Cultural boycotts, however, offer uncertain gains and come at a high cost. Inevitably, they restrict the circulation of ideas by discouraging performances, films or exhibitions that have received Israeli state support. They pressure cultural producers not to work with Israeli institutions and urge artists not to exhibit in Israel. Cultural boycotts may not be not intended as censorship, but this is their effect. Even institutions that are not directly targeted often self-censor to avoid controversy. As a result, cultural boycotts can be counterproductive by eliminating opportunities for better understanding of the Middle East, opportunities which could, in the long run, contribute to resolving the current impasse.

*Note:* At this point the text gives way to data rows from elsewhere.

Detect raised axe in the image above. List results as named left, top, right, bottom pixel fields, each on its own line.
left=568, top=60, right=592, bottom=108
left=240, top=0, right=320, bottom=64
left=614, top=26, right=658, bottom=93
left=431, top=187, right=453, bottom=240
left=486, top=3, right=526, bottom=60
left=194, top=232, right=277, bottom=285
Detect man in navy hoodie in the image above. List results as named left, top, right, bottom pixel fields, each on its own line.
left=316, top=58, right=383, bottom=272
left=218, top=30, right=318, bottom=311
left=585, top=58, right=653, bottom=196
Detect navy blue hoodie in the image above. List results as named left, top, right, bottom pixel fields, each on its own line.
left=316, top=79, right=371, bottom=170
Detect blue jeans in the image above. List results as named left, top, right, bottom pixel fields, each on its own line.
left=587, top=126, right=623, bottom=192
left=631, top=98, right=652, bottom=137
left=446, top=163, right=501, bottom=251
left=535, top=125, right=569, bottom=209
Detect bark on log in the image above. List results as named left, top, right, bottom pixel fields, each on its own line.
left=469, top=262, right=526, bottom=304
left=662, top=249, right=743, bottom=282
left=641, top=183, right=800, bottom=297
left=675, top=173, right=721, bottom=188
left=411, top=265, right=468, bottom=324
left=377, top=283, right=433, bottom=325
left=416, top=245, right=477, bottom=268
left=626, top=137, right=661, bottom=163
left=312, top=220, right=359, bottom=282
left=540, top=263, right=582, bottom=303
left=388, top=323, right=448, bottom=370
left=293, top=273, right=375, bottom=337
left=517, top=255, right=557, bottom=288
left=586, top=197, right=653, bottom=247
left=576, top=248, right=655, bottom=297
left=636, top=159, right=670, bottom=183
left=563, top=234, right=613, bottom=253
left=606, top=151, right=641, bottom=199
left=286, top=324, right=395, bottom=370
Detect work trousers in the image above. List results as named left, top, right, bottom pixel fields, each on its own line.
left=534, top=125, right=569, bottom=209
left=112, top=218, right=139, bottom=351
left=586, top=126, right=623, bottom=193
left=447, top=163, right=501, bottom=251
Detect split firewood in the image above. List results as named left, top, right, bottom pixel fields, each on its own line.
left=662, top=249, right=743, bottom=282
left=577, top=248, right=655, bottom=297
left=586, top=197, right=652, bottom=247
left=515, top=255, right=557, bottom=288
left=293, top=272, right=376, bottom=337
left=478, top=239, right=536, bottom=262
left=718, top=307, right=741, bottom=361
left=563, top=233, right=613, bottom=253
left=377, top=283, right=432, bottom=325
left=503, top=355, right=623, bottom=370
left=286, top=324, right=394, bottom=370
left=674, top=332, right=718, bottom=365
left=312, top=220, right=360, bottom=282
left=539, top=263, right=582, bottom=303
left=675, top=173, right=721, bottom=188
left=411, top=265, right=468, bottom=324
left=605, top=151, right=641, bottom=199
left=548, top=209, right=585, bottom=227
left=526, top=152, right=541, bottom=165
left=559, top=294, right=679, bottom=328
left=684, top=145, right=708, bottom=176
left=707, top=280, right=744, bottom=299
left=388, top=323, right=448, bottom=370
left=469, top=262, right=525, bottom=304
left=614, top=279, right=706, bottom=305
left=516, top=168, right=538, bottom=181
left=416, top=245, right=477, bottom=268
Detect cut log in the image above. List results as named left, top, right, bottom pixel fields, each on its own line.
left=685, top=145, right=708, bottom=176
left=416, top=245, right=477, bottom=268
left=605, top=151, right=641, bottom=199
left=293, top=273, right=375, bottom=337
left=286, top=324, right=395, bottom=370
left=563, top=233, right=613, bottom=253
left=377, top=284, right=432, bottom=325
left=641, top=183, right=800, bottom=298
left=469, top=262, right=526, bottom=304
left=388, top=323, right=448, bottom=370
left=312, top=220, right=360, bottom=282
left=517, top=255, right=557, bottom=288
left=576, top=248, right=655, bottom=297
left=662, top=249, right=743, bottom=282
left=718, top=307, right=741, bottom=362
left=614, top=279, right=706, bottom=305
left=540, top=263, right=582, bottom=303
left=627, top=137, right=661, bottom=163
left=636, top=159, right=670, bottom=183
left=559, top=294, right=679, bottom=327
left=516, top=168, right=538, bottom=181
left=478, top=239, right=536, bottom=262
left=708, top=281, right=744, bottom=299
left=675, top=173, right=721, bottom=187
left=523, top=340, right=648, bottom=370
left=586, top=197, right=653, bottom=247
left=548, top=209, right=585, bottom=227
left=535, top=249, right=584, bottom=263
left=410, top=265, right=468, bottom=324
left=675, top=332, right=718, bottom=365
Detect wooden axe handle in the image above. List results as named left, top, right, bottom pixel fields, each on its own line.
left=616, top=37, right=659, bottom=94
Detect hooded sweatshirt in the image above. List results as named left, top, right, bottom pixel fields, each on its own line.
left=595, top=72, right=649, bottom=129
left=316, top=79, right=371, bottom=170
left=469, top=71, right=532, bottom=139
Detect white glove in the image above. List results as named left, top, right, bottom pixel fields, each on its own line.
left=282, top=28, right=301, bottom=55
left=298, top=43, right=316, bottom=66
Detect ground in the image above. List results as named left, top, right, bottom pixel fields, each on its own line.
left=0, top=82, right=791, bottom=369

Take the case of the 2017 Lincoln Center presentation of David Grossman’s To the End of the Land, a play which explores the entanglement between private lives, war and history in Israel between 1967 and 2000. In his 2010 review of the novel, upon which the play is based, Colm Tóibín wrote: “To say this is an antiwar book is to put it too mildly… This is one of those few novels that feel as though they have made a difference to the world.” The author, Grossman, is an outspoken critic of the Israeli government and its cultural policies, as well as a prominent peace activist.

Nevertheless, a large group of prominent New York cultural figures – playwrights, filmmakers, actors and directors, including Caryl Churchill, Wallace Shawn, Lynn Nottage and Taylor Mac – demanded that Lincoln Center cancel To the End of the Land because the production received Israeli government funding. Cancelling performances would have deprived audiences of an important critical voice coming from within Israel, as well as of the opportunity to deepen their understanding of the human side of a tragic socio-political conflict.

The need for artists and art institutions to accept funding from sources – governmental or private – that are rarely pure or saintly, poses problems everywhere. Political and religious pressures exacerbate that problem for cultural producers in the Middle East. To make her first film, the story of three young Arab women living together in Tel Aviv, Maysaloun Hamoud, an Israeli-Palestinian filmmaker had to take Israeli government funds because Palestinian funding for films is practically nonexistent – and, even if it were, would not have been granted to the film, whose content made Hamoud the target of the first fatwa to be issued in Palestine since 1948.

To be a cultural producer in the Middle East is not easy, but we urgently need art – both art coming from the area and international art going there – to help us make our way through and beyond the entanglement of politics, to build understanding and alliances, to see the world outside current tribal bubbles and received modes of perception. Art makes it possible for individuals to be seen in all their complexity, beyond the stereotypes and prejudice.

The cultural BDS movement is a double-edged sword that needs critical examination. Are the uncertain gains of cultural boycotts worth limiting the circulation of voices and ideas and alienating potential allies? Could the energy spent in cultural BDS campaigns be better directed towards working to ensure mobility and funding of more Palestinian – as well as Israeli – artists and collectives?

We need to hear more of the diverse voices in the Middle East in order to understand the felt reality of people in the region, to open up a conversation between politically opposed parties, to, perhaps, even dare to imagine a common ground. That will only happen if we strongly oppose any effort to suppress artist voices and all attempts to intimidate cultural institutions.